This function is a wrapper around the join_provider_codes_lookup function. It reduces the provider_codes_lookup table down to only join on the required columns. The required columns are: - org_code (which is only used to join and then dropped) - current_name_in_proper_case

! WARNING: This function is highly coupled to the join_datasets function.

Parameters:

Name Type Description Default
master_devices DataFrame

The master_devices table. Must have the "upd_high_level_device_type" column.

required
provider_codes_lookup DataFrame

The provider_codes_lookup table. Must have the "org_code" and "current_name_in_proper_case" columns.

required

Returns:

Type Description
DataFrame

The master_devices table with the mini_provider_codes_lookup table joined on.

Raises:

Type Description
ColumnsNotFoundError

If the required columns are not present in the provider_codes_lookup dataset.

Source code in devices_rap/joins.py
def join_mini_provider_codes_lookup(
    master_devices: pd.DataFrame,
    provider_codes_lookup: pd.DataFrame,
) -> pd.DataFrame:
    """
    This function is a wrapper around the join_provider_codes_lookup function. It reduces the
    provider_codes_lookup table down to only join on the required columns. The required columns are:
    - org_code (which is only used to join and then dropped)
    - current_name_in_proper_case

    ! WARNING: This function is highly coupled to the join_datasets function.

    Parameters
    ----------
    master_devices : pd.DataFrame
        The master_devices table. Must have the "upd_high_level_device_type" column.
    provider_codes_lookup : pd.DataFrame
        The provider_codes_lookup table. Must have the "org_code" and "current_name_in_proper_case" columns.

    Returns
    -------
    pd.DataFrame
        The master_devices table with the mini_provider_codes_lookup table joined on.

    Raises
    ------
    ColumnsNotFoundError
        If the required columns are not present in the provider_codes_lookup dataset.
    """
    mini_provider_codes_columns = ["org_code", "current_name_in_proper_case"]

    logger.info(
        f"Reducing the provider_codes_lookup table down to only join on the required columns: {mini_provider_codes_columns}"
    )

    try:
        mini_provider_codes_lookup = provider_codes_lookup[mini_provider_codes_columns]
    except KeyError as e:
        raise ColumnsNotFoundError(
            dataset_columns=provider_codes_lookup.columns,
            mini_provider_codes_columns=mini_provider_codes_columns,
        ) from e

    merged_master_devices = join_provider_codes_lookup(
        master_devices=master_devices, provider_codes_lookup=mini_provider_codes_lookup
    )

    return merged_master_devices

join_mini_device_taxonomy(master_devices, device_taxonomy)
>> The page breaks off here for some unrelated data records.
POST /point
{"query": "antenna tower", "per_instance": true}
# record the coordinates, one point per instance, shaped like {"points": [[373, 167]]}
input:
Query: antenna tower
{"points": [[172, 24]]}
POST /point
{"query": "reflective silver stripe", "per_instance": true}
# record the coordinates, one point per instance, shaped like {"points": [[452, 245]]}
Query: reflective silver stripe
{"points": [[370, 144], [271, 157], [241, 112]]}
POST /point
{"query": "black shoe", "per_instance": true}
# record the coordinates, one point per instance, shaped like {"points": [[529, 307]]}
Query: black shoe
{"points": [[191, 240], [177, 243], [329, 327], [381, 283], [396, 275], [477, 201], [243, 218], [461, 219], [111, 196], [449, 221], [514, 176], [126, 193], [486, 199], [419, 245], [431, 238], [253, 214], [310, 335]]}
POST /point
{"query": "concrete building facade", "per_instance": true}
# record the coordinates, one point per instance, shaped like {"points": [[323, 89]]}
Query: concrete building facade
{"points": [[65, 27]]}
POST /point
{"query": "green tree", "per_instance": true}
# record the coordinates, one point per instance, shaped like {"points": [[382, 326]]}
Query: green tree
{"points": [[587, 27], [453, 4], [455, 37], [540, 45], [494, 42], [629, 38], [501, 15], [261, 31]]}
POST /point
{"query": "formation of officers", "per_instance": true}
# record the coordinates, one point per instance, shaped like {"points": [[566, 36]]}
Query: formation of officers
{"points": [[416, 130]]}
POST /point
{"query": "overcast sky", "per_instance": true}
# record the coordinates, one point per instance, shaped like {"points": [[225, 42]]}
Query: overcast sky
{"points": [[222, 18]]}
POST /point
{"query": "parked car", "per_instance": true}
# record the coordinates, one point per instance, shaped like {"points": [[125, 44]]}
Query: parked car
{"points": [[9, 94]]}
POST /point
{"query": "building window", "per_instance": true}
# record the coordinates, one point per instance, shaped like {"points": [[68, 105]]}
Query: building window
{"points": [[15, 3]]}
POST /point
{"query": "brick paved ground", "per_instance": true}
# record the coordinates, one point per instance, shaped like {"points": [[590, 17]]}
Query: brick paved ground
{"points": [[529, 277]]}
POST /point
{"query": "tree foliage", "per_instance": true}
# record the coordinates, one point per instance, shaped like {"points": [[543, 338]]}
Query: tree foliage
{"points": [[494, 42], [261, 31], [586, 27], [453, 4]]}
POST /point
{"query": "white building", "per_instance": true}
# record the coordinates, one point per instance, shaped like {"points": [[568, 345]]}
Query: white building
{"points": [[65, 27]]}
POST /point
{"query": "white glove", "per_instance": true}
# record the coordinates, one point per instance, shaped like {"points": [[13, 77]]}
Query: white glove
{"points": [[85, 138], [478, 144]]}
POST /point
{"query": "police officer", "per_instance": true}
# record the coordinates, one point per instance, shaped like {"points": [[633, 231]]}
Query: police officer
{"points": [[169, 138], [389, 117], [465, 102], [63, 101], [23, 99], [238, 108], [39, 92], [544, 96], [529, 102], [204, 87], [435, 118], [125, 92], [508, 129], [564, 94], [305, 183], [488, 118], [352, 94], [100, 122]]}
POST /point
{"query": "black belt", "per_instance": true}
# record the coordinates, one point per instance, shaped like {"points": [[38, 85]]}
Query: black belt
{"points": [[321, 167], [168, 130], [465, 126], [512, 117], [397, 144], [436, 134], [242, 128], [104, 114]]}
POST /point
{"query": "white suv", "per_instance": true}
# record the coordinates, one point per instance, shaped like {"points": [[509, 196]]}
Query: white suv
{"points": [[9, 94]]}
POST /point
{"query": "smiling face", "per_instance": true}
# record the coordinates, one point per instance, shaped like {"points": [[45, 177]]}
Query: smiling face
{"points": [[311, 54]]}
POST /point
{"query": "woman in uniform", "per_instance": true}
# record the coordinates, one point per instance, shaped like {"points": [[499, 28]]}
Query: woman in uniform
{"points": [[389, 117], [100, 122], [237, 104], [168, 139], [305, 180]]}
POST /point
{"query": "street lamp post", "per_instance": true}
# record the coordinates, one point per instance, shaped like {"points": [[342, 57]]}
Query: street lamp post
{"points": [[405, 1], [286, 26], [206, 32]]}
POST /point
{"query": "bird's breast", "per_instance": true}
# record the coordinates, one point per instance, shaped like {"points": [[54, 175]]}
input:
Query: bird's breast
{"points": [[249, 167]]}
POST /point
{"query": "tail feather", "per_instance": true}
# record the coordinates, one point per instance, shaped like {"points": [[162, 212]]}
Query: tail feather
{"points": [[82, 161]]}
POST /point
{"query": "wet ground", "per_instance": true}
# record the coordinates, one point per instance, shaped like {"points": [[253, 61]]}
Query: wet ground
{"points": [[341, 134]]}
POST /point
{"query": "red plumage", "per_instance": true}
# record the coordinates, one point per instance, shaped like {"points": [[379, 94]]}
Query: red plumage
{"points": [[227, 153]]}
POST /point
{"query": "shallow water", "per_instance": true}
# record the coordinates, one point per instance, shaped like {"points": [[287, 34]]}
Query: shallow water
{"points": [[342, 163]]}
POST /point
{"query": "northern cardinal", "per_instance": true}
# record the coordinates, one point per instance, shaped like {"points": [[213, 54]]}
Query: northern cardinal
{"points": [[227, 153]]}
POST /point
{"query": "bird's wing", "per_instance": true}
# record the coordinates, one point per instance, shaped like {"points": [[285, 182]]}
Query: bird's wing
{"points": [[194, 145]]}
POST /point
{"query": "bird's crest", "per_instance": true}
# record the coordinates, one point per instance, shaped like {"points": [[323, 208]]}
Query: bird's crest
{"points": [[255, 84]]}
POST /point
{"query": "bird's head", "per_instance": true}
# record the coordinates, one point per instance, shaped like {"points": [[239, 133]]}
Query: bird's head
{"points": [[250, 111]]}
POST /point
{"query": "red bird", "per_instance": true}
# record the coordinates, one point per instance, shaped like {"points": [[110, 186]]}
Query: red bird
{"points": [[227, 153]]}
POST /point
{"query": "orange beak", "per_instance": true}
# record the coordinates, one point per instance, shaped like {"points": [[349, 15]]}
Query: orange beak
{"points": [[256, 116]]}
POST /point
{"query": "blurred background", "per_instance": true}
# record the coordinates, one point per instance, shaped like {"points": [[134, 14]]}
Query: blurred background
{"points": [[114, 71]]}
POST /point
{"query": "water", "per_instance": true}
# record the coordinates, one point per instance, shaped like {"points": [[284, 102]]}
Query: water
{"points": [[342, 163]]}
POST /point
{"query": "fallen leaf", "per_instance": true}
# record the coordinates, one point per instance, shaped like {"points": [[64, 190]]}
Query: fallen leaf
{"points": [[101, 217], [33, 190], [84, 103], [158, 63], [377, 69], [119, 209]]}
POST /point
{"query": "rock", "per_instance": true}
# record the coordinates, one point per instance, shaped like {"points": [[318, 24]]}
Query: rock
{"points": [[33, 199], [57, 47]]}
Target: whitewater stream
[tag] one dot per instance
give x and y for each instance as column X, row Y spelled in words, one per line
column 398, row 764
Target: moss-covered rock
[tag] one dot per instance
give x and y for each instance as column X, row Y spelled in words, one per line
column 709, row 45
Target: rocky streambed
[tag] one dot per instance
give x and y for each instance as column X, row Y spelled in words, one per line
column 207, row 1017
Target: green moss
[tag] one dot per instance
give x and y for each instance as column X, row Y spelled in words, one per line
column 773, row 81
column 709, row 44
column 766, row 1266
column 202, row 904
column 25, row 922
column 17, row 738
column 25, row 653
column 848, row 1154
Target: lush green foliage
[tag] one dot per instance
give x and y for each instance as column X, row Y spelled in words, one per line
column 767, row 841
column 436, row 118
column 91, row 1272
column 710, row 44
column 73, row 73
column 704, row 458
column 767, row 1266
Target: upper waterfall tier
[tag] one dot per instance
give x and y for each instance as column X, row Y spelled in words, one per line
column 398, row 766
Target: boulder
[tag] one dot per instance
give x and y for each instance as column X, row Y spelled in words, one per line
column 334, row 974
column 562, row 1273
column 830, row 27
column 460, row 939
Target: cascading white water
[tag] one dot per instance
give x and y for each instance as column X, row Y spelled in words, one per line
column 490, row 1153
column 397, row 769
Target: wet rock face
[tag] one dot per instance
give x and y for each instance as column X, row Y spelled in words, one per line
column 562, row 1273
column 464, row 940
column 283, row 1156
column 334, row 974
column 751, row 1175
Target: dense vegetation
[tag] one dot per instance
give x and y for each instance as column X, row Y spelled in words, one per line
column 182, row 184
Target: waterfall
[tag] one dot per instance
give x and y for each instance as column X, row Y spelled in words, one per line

This function is a wrapper around the join_device_taxonomy function. It reduces the device_taxonomy table down to only join on the required columns. The required columns are: - dev_code (which is only used to join and then dropped) - description_in_title_case

! WARNING: This function is highly coupled to the join_datasets function.

Parameters:

Name Type Description Default
master_devices DataFrame

The master_devices table. Must have the "upd_high_level_device_type" column.

required
device_taxonomy DataFrame

The device_taxonomy table. Must have the "dev_code" and "description_in_title_case" columns.

required

Returns:

Type Description
DataFrame

The master_devices table with the mini_device_taxonomy table joined on.

Raises:

Type Description
ColumnsNotFoundError

If the required columns are not present in the device_taxonomy dataset.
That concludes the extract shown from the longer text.